1. Extracellular matrix, inflammation and cell death induction in abdominal wall defects. This line focuses on the role of cell-extracellular
matrix (ECM) interactions in the fields of inflammation and tissue repair. Recent data from our laboratory provide compelling evidence on how the local ECM may influence incisional hernia development. They suggest that fascia atrophy may be an active driver of the disease, by means of transducing signals that affect cell survival, functional phenotype, and (probably) gene expression. Also, they identify fibroblasts and cell fragility as major pathogenic contributors to incisional hernia formation. The accumulation of apoptotic-prone defective fascia fibroblasts may not support normal fascial structure and function, and thus enhance proteolytic fascial destruction in a context of low cell proliferation. Currently, we are investigating changes in subsets of genes from incisional hernia derived primary fibroblasts.

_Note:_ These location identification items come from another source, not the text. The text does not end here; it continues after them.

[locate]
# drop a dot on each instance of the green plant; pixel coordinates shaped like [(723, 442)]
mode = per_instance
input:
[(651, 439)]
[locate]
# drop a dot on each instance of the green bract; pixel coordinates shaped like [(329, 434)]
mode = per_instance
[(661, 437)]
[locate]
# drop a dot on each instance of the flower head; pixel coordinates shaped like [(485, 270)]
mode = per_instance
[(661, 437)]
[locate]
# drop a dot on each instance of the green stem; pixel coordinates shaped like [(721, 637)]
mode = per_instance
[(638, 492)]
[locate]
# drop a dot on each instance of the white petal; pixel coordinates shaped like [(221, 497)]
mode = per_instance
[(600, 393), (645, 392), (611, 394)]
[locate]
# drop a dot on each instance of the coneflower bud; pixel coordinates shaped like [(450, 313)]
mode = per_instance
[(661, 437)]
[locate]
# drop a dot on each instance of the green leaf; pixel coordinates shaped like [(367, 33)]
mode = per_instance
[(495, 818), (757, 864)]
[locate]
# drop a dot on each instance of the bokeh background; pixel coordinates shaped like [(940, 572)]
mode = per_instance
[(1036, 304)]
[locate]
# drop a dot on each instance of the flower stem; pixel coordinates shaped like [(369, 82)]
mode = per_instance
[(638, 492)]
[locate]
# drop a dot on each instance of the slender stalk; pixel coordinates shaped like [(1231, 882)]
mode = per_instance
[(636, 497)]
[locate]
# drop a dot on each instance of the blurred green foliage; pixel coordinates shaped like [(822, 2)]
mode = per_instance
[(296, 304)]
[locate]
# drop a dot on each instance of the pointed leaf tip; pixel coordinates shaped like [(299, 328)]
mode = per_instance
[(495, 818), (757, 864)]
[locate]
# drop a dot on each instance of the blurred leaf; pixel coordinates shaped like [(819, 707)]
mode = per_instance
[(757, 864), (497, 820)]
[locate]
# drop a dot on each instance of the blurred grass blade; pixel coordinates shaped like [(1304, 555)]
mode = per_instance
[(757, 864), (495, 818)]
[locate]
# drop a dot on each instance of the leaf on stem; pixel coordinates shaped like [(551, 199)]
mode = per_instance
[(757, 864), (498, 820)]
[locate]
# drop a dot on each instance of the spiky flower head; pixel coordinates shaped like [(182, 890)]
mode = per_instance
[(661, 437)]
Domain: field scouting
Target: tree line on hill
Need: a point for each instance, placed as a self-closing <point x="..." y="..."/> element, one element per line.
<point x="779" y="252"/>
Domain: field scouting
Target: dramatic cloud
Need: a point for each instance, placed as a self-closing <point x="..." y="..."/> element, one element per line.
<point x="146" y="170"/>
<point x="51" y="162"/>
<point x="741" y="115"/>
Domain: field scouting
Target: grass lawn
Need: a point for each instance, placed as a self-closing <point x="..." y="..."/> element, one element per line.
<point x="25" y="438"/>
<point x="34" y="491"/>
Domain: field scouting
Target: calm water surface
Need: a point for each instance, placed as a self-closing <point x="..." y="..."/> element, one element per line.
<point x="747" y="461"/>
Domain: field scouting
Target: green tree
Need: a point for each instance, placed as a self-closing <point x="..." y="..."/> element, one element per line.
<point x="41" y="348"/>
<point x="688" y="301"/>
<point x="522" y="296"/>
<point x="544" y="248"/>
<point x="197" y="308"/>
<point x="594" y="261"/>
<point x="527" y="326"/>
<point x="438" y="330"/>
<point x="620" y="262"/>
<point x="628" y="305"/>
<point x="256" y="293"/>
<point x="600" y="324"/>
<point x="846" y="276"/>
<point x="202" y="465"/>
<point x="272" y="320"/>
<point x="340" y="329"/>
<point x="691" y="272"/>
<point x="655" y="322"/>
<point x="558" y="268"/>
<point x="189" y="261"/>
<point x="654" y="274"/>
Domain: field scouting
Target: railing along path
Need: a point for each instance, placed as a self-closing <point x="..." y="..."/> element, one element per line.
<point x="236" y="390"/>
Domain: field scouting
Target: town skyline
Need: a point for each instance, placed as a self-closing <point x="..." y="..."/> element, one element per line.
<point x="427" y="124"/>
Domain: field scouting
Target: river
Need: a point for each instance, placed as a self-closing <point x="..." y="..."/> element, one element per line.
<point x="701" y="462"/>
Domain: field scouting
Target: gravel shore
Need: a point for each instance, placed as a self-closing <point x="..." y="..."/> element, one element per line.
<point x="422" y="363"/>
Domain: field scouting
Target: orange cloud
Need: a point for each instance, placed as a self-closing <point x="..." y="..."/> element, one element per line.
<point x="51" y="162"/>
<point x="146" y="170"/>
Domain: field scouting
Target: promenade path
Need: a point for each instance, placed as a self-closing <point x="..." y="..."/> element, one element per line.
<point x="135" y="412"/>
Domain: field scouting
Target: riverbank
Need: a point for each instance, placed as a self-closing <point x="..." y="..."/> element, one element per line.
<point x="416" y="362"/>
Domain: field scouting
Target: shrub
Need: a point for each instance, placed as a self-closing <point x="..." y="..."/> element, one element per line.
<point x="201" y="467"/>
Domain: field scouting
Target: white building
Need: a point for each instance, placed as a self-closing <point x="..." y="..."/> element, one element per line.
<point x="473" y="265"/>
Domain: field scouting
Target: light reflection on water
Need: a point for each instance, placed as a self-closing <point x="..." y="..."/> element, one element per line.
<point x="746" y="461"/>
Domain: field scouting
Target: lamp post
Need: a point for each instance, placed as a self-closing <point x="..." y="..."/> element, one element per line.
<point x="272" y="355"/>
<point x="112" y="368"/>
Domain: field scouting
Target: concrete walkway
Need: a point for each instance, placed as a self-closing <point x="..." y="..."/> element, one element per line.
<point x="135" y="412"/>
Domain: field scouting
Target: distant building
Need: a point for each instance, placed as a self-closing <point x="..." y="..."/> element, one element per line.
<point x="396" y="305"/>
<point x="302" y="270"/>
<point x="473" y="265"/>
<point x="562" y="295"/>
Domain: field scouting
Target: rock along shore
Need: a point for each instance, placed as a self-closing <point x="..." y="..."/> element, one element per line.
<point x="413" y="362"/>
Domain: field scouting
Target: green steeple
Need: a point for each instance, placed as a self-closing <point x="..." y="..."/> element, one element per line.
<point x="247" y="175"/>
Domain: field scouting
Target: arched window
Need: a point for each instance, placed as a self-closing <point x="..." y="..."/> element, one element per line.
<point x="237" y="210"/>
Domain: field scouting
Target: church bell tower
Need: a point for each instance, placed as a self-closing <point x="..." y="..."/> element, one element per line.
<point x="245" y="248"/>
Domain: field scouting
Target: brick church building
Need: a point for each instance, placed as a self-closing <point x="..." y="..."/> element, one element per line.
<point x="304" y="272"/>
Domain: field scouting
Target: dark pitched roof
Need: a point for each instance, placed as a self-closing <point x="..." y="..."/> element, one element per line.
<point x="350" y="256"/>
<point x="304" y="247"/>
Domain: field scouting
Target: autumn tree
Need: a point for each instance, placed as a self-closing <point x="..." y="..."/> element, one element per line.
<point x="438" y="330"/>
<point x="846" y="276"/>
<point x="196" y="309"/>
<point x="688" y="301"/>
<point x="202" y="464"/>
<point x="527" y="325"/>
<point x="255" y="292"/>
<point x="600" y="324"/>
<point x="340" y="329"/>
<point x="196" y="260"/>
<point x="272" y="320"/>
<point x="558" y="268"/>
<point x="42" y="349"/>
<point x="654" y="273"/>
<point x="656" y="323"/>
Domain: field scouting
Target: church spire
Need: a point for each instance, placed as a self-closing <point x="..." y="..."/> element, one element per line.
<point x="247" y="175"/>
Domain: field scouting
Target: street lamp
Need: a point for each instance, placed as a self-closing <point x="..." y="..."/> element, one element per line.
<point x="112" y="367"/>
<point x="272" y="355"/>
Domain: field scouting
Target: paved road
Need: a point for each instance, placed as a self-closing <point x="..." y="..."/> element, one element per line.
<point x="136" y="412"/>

2. Biomaterials and soft tissue repair. Current surgical practice supports the use of permanent prosthetic meshes as the best method for hernia repair. Still, no material has gained a preference for universal use and numerous complications are still reported. This line analyzes different new generation materials for soft-tissue (self-)repair. Our approach includes the characterization of the devices surface and biomechanics, as well as the
analyses of host cell-substrate interactions, by means of “in-vitro” (primary fibroblasts derived from control and IH patients) and “in-vivo” (rats)
experimental models. The ultimate goal is to impact on the development of new tailored implants based on fibroblasts and biomimetic materials, which are clinically useful to mend damaged tissues.
3. To improve quality care and outcome procedures in the field of abdominal wall surgery, several aspects are evaluated from a clinical point of view: 1. Quality care procedures after elective and emergency hernia surgery, and patients’ follow-ups (outpatient visits, telephone, utili ty of a postal questionnaire); 2. Prevention and treatment of hernias (periostomal, incisional, and inguinal), and their related complications; Implementation of new technical procedures, such as the use of new-generation prosthetic materials and sutures, components’ separation technique (open/endoscopic); pre-peritoneal prosthetic mesh use in the treatment of inguinal hernia; hernia laparoscopic surgery; application of progressive pneumoperitoneum in the treatment of giant incisional hernias, etc.; 3. Biomaterials: validation of new architectures and designs (polymer scaffolds; extracellular matrix-derived biological implants; biodegradable and bioactive –ie, antibacterial properties- grafts); 4. Virtual Reality (in collaboration with the Universitat Rovira i Virgili, Tarragona, (URV), and the Universitat Politècnica de Catalunya (UPC)): Abdominal’s wall virtual simulation, for clinical and educational purposes; 5. Surgical Sutures (European Project).